So much for my positive case for the mosaic theory — it’s reality and it’s better than the alternative. What about the complaint that the mosaic theory is difficult (if not impossible) to implement?

Color me skeptical. I certainly would not minimize that some line drawing will be necessary and some uncertainty will arise (especially in the transition time period when rules are ill-defined) but I do not think they are either insurmountable or incapable of resolution. Orin’s article posits three buckets of problems that would need to be address: duration and scale; which surveillance methods count; and the grouping problem (i.e., the aggregation of aggregated data). Let me address each in turn and at least outline what I think the right answers would be:

Duration and scale — some ask “how long is too long?” and “how much is too much?” in terms of data collection to cross the big data/mosaic threshold. They suggest that the indeterminacy of the answer to this question is a fatal flaw in the mosaic theory. But the law is no stranger to bright line rules and it is not a stranger either to lines of distinction that, at some level, are arbitrary. So the necessity for line-drawing isn’t the problem — it’s the question of exactly where to draw the line that troubles critics. But to that seems to me wrong — the science of predictive analytics is reasonably well established. We know, for example, that a single day’s worth of data on location has little predictive value. But give one enough data (currently on the order of two to three months’ worth) and analytic programs can identify a home or an office with a high degree of accuracy. [In the Jones case noted earlier, 28 days’ worth of geolocation data identified the stash house.] I think the law would be quite comfortable with a rule that said the warrant requirement turns on technological capability — and that requirement might change as technology changes. For now, I think one day is too short (which is an area where I think Carpenter is clearly wrong in his briefing) and three months is at the upper edge of the line drawing.
What surveillance counts? — Some contend that we don’t know what sorts of collections this new mosaic rule would apply to. Orin, for example, wonders about drones. Or police cameras. This one seems to me easy and I don’t understand why it is an issue — the rule would apply to any surveillance method that is capable of being used for long-term surveillance that accumulates data of sufficient volume to meet the duration scale, but of course if and only if the method is used for that long-term surveillance. A drone tracking location for one trip wouldn’t trigger the mosaic theory limitations. Floating a drone over me for three months, or dumping camera images of me for three months of tracking would.
Grouping — What about mixing data? Some drone imaging, some cameras, some cell towers, all mixed together to build the picture of me. Would that effort require a warrant (even if each of the individual collections might be short enough in duration to not require one)? I confess this question is harder, in part because it is difficult at this juncture to really consider how feasible this sort of data fusion really is. Part of me wants to punt on it, but in the spirit of a fair response, I would say … yes, if the intent is to create large-data aggregation, we should look at that irrespective of the data source. It is the collection, analysis and correlation that is legally relevant to me.

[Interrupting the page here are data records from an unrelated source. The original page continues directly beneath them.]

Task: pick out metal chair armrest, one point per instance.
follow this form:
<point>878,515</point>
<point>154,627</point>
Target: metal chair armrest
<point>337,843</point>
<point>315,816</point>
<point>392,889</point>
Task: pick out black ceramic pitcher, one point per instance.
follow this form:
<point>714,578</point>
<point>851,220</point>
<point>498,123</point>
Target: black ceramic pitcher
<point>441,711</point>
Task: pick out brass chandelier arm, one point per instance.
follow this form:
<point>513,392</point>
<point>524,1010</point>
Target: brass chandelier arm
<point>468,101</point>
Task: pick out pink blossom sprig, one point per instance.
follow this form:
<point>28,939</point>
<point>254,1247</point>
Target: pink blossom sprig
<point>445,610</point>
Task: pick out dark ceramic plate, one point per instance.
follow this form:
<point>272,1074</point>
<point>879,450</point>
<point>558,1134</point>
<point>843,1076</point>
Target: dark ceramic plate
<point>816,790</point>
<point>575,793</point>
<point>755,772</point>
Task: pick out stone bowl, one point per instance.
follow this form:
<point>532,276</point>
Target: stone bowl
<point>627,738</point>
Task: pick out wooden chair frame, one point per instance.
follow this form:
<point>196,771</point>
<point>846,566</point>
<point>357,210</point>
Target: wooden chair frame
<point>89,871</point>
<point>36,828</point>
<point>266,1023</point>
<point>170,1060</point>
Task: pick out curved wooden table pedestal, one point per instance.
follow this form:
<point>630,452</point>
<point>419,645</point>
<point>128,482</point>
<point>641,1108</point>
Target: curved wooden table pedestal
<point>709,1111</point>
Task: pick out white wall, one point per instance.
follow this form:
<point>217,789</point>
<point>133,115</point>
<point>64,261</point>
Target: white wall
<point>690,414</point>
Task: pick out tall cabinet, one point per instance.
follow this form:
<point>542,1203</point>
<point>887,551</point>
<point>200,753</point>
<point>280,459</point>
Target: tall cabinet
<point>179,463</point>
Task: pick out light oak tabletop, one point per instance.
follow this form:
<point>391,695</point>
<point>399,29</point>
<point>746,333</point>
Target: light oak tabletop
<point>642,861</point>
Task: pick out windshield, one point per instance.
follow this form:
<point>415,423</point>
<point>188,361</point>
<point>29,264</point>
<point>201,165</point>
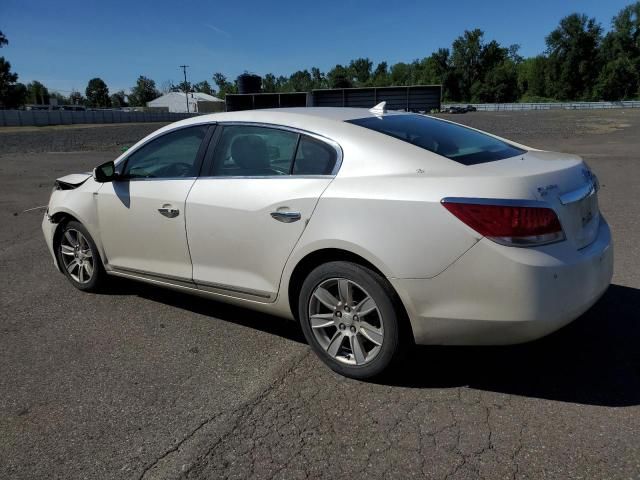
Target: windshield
<point>455,142</point>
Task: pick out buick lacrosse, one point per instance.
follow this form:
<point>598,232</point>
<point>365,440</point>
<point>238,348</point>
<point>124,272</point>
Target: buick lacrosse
<point>373,229</point>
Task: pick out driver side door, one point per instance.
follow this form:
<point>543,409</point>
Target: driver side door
<point>142,213</point>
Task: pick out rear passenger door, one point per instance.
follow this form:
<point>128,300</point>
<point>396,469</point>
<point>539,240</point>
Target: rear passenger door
<point>245,217</point>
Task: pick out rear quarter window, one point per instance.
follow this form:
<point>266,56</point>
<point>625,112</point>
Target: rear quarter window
<point>455,142</point>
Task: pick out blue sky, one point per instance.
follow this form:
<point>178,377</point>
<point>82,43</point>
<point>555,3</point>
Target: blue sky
<point>65,43</point>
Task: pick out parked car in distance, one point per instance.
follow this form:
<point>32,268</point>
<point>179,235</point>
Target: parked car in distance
<point>373,229</point>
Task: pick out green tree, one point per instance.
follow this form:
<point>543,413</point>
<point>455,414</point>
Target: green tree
<point>203,87</point>
<point>620,57</point>
<point>144,91</point>
<point>318,79</point>
<point>269,83</point>
<point>618,80</point>
<point>76,98</point>
<point>184,87</point>
<point>59,98</point>
<point>37,93</point>
<point>97,93</point>
<point>300,81</point>
<point>8,79</point>
<point>402,74</point>
<point>360,71</point>
<point>532,77</point>
<point>119,99</point>
<point>380,76</point>
<point>573,57</point>
<point>338,77</point>
<point>466,54</point>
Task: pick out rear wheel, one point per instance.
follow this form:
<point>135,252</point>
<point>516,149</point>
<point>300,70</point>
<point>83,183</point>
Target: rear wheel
<point>349,317</point>
<point>78,257</point>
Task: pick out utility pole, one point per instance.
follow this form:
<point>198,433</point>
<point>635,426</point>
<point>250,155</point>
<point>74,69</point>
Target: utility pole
<point>186,90</point>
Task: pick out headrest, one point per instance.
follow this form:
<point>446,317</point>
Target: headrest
<point>250,152</point>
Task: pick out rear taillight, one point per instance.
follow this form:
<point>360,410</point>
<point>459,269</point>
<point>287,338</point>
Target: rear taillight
<point>508,224</point>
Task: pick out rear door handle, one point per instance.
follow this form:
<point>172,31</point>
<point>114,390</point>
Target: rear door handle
<point>168,211</point>
<point>286,217</point>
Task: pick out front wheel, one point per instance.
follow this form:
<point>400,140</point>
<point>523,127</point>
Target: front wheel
<point>79,258</point>
<point>350,317</point>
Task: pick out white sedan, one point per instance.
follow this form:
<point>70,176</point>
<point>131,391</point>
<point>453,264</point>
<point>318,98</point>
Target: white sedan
<point>373,229</point>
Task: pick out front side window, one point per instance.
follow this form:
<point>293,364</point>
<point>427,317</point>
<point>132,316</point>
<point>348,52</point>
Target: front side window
<point>250,151</point>
<point>455,142</point>
<point>171,155</point>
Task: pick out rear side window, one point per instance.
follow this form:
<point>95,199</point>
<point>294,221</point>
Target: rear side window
<point>455,142</point>
<point>314,157</point>
<point>250,151</point>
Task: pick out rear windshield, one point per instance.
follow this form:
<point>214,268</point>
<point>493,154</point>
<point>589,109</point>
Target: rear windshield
<point>455,142</point>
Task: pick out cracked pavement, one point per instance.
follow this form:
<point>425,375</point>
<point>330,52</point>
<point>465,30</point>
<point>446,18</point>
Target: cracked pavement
<point>142,383</point>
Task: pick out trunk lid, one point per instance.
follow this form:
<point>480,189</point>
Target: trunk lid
<point>563,181</point>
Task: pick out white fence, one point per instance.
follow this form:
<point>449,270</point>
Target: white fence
<point>17,118</point>
<point>496,107</point>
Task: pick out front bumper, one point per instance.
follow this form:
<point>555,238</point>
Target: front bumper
<point>497,295</point>
<point>49,230</point>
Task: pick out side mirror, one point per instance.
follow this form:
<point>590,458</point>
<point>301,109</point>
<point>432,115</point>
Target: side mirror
<point>105,173</point>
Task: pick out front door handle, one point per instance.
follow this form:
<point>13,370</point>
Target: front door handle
<point>286,217</point>
<point>168,211</point>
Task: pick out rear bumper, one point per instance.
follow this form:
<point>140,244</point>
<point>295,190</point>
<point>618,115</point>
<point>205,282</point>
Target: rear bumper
<point>497,295</point>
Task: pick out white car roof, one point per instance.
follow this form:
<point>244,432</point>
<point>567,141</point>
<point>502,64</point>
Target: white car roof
<point>278,115</point>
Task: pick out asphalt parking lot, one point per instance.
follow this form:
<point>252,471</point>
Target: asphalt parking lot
<point>141,383</point>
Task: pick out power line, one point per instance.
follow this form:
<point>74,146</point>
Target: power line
<point>186,90</point>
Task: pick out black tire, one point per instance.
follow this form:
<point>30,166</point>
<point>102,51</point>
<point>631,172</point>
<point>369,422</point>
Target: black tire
<point>98,275</point>
<point>389,315</point>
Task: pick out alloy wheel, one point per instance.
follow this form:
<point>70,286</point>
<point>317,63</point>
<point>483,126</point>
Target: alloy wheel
<point>77,256</point>
<point>346,321</point>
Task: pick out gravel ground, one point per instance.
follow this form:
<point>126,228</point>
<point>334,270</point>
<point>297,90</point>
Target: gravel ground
<point>141,383</point>
<point>72,138</point>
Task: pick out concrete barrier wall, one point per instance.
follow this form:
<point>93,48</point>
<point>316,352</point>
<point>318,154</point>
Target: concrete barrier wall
<point>496,107</point>
<point>18,118</point>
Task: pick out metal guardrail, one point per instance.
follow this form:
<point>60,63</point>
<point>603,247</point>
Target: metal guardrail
<point>18,118</point>
<point>509,107</point>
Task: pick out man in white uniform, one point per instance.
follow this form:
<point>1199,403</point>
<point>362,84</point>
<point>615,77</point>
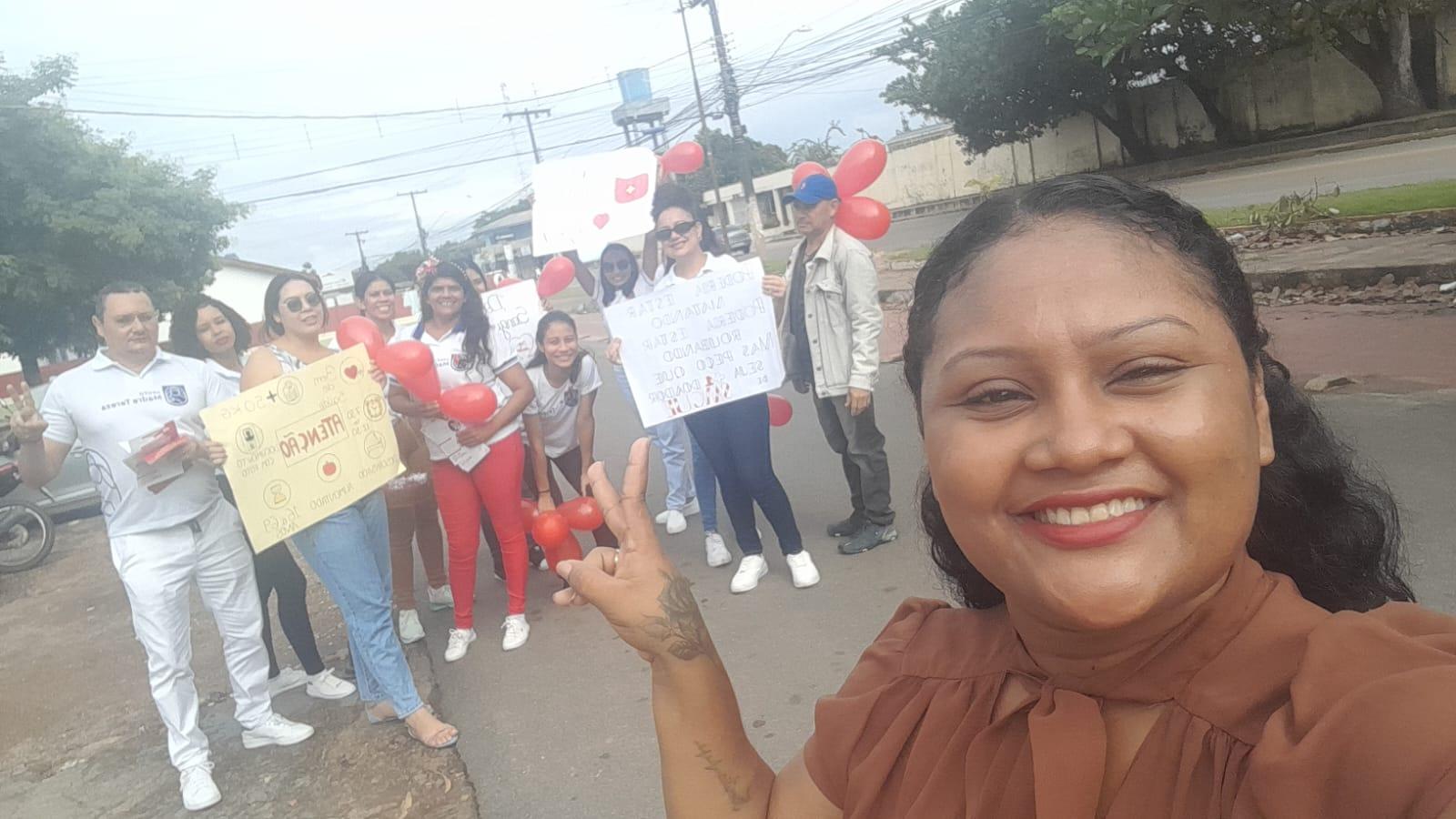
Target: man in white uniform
<point>167,535</point>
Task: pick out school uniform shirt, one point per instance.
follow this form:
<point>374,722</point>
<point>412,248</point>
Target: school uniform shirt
<point>557,405</point>
<point>101,407</point>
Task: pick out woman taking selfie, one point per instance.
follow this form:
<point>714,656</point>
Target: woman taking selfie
<point>1161,550</point>
<point>349,548</point>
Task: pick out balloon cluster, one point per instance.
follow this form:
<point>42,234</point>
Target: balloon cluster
<point>863,217</point>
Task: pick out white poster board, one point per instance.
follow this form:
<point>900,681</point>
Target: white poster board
<point>589,201</point>
<point>699,343</point>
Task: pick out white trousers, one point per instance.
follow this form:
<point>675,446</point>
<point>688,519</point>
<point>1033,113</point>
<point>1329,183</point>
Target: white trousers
<point>157,570</point>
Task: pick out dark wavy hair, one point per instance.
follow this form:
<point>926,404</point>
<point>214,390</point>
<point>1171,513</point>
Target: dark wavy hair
<point>274,295</point>
<point>472,314</point>
<point>184,329</point>
<point>1331,530</point>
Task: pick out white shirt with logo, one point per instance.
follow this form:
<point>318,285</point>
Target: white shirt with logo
<point>101,407</point>
<point>557,405</point>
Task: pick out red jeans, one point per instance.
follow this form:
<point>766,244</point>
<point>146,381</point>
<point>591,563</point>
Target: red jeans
<point>497,484</point>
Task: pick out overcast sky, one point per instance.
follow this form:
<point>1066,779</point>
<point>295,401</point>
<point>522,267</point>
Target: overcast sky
<point>331,58</point>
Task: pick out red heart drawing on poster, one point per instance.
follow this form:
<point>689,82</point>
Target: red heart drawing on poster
<point>632,189</point>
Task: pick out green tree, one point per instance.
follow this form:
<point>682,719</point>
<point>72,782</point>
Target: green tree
<point>77,212</point>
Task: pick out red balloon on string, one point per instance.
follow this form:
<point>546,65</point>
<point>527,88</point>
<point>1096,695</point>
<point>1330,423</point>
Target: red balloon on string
<point>555,278</point>
<point>412,365</point>
<point>683,157</point>
<point>779,410</point>
<point>861,165</point>
<point>470,402</point>
<point>359,329</point>
<point>863,217</point>
<point>808,169</point>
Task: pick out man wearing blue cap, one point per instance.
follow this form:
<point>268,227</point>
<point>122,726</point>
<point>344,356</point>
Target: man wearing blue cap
<point>830,332</point>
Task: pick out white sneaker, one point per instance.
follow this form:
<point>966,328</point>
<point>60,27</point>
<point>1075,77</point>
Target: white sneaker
<point>750,570</point>
<point>324,685</point>
<point>288,680</point>
<point>460,640</point>
<point>276,731</point>
<point>198,789</point>
<point>410,627</point>
<point>440,599</point>
<point>717,550</point>
<point>803,569</point>
<point>516,632</point>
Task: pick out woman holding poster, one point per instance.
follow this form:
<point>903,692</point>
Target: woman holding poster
<point>734,436</point>
<point>349,548</point>
<point>473,465</point>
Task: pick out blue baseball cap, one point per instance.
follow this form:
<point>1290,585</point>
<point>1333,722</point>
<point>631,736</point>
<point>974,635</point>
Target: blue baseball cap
<point>813,189</point>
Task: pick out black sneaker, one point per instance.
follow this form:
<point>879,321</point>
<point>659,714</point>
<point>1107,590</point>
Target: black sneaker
<point>848,526</point>
<point>868,538</point>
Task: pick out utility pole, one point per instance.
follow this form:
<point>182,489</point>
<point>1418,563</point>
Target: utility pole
<point>531,114</point>
<point>359,238</point>
<point>419,225</point>
<point>703,116</point>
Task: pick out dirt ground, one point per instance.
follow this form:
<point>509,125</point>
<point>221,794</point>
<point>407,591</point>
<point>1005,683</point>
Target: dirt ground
<point>80,736</point>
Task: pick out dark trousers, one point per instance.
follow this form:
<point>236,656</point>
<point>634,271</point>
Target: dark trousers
<point>735,439</point>
<point>861,450</point>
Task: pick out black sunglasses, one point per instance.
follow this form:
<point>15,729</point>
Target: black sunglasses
<point>682,229</point>
<point>296,303</point>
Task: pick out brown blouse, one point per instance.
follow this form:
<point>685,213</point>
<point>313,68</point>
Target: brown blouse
<point>1271,707</point>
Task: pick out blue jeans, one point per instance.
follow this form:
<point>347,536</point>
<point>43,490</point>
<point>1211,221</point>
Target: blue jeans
<point>349,552</point>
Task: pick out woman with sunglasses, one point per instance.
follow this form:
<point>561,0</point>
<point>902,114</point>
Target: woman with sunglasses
<point>473,465</point>
<point>734,436</point>
<point>349,548</point>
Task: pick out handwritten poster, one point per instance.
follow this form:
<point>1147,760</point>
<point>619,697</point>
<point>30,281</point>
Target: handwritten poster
<point>699,343</point>
<point>305,445</point>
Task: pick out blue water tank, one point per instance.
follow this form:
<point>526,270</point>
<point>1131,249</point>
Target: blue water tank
<point>637,85</point>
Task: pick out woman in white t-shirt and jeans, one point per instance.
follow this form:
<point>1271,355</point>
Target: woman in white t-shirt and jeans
<point>561,423</point>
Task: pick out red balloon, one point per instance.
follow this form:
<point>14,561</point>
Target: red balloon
<point>470,402</point>
<point>555,278</point>
<point>359,329</point>
<point>779,410</point>
<point>808,169</point>
<point>581,513</point>
<point>412,365</point>
<point>863,217</point>
<point>683,157</point>
<point>863,164</point>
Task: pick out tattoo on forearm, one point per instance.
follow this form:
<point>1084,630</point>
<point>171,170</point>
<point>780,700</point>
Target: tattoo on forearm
<point>682,622</point>
<point>737,793</point>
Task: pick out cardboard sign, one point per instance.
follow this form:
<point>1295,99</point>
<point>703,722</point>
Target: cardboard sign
<point>589,201</point>
<point>699,343</point>
<point>305,445</point>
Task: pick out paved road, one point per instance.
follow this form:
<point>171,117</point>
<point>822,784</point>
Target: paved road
<point>1380,167</point>
<point>562,727</point>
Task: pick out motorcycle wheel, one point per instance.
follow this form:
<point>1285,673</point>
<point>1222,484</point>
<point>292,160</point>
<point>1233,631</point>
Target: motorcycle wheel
<point>26,535</point>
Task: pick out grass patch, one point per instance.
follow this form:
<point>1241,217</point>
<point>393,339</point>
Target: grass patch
<point>1375,201</point>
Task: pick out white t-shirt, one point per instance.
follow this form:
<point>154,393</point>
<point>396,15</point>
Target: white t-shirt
<point>557,405</point>
<point>449,353</point>
<point>102,405</point>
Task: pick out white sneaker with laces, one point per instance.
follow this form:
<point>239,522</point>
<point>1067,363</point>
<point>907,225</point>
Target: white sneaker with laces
<point>276,731</point>
<point>460,640</point>
<point>288,680</point>
<point>440,599</point>
<point>750,570</point>
<point>410,627</point>
<point>803,569</point>
<point>718,552</point>
<point>324,685</point>
<point>198,789</point>
<point>516,632</point>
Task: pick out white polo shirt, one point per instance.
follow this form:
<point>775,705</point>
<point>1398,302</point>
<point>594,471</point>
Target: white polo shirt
<point>449,353</point>
<point>102,405</point>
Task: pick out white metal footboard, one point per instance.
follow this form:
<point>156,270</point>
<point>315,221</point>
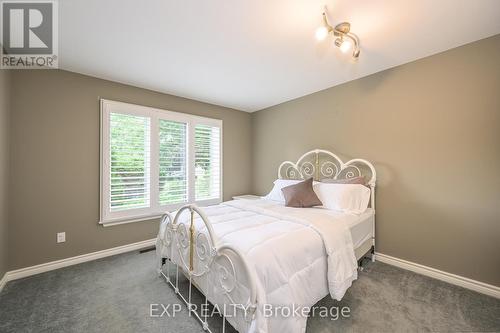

Those are, of course, very brief answers and I am prepared to defend them at greater length, but for now I hope they indicate that the existence of questions of implementation should not, at least in my view, be enough to throw the mosaic theory out the window willy-nilly.

What then of Mr. Carpenter? If we adopt the mosaic theory that I am advocating, I think he loses anyway. Historical cell site dumps from near prior robberies are not, at least not that I can see, designed to create a mosaic theory of his behavior. From this we cannot, for example, learn where his home is, or his office. Rather the dumps answer one question about Mr. Carpenter (and one question only): Was he in near proximity to all the robberies? The same question might as readily be answered by cameras inside each of the stores that were victimized. And asking and answering that question doesn’t implicate my conception of what the mosaic theory is intended to protect against — building a mosaic of an individual that isn’t possible through other types of short-term observation.

Carpenter’s problem, such as it is, is that he is really trying to say that the volume of the data dumps is offensive, not because it implicates him, but because it also reveals geolocation data about all of the other (thousands?) of innocents whose location is also now known. But there, too, if our focus through the mosaic theory is on affronts to individual privacy through the creation of new behavioral knowledge, the data collection doesn’t implicate that for other individuals either. Other individuals, are, by hypothesis, simply bystanders in this and have even less data collected than Carpenter does. By contrast, had the government sought three months of Carpenter’s geolocation data (either from his cell site data or the location function on his phone) that *would* implicate the mosaic concerns.

Will Carpenter win? I think so — that’s why the court took the case. But if he does it won’t be using a properly understood theory of mosaic knowledge discovery. In any event, I look forward to Orin telling me what I’ve got wrong here.